高超声速飞行器热防护系统蜂窝结构的等效热/力学参数反演新方法研究

项目名称： 高超声速飞行器热防护系统蜂窝结构的等效热/力学参数反演新方法研究

项目编号： No.51206014

项目类型： 青年科学基金项目

立项/批准年度： 2013

项目学科： 工程热物理与能源利用学科

项目作者： 崔苗

作者单位： 大连理工大学

项目金额： 25万元

中文摘要： 随着高超声速飞行器速度的不断提高，服役环境越来越恶劣，热防护问题成为制约其发展的瓶颈。蜂窝夹层板是大面积热防护系统外层面板结构的首选，而蜂窝结构是其核心部分，如何获得蜂窝结构的等效热/力学参数是热防护系统优化设计的关键问题之一。
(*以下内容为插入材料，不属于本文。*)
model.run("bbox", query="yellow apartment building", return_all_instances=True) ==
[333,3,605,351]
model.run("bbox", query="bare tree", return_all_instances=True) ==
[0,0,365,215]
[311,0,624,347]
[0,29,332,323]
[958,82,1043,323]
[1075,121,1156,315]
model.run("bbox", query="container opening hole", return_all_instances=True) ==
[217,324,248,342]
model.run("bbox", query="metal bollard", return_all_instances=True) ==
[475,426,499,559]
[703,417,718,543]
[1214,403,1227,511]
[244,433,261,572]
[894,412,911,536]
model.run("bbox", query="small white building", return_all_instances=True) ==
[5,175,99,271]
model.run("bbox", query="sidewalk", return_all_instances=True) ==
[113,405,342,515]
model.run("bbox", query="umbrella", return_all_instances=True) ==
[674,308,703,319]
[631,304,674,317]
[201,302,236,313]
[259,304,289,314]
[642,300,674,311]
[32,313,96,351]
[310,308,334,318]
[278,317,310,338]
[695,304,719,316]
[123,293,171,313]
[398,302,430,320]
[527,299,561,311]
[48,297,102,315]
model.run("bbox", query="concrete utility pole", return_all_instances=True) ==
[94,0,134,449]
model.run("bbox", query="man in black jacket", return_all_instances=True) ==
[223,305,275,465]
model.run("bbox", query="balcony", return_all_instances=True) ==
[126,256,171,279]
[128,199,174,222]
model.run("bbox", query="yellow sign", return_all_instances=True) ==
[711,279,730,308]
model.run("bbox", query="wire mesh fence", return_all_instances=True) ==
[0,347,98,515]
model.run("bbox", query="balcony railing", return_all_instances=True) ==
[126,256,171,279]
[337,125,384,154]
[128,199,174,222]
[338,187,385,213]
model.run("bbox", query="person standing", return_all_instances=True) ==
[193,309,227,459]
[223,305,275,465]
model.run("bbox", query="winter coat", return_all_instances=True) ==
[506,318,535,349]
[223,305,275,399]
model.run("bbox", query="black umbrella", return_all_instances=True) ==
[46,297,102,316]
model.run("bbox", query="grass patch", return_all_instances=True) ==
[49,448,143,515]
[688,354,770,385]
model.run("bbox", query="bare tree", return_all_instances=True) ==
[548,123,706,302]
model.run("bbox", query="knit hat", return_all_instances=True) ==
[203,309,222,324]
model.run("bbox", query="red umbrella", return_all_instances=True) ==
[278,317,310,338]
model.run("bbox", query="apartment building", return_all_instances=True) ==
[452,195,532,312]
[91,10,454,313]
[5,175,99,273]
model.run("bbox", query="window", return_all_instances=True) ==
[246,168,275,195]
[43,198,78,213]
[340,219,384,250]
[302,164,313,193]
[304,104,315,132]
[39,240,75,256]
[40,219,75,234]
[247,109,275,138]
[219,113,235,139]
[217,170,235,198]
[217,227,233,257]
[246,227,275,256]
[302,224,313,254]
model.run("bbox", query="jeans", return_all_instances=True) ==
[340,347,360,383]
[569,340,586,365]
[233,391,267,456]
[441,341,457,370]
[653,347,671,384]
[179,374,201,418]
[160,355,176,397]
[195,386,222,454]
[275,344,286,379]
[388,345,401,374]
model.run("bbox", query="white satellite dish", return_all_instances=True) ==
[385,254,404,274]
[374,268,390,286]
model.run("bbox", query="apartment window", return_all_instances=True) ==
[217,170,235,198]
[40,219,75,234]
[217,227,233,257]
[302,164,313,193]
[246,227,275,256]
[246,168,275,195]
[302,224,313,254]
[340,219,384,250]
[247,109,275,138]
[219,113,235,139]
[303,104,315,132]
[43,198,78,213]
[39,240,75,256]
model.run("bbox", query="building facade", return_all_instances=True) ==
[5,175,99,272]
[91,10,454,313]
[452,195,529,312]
本项目研究蜂窝结构等效热/力学参数反演新方法，内容包括正问题、反问题及模型实验与应用分析：①在正问题中，研发辐射-导热耦合换热边界单元法，对蜂窝结构进行精细热/力学分析和边界物理量等效，为反问题提供温度/位移实验值；②在反问题中，将等效热/力学参数作为优化变量，将温度/位移计算值与实验值之间的残差作为优化目标函数，通过极小化目标函数进行求解；③以典型热防护系统蜂窝结构为例验证所述方法，研究测点位置及数量对反演结果的影响规律。旨在为准确计算蜂窝结构等效热/力学参数提供一种新方法，为高超声速飞行器热防护系统优化设计提供关键初始数据，促进蜂窝结构等效热/力学参数研究进展。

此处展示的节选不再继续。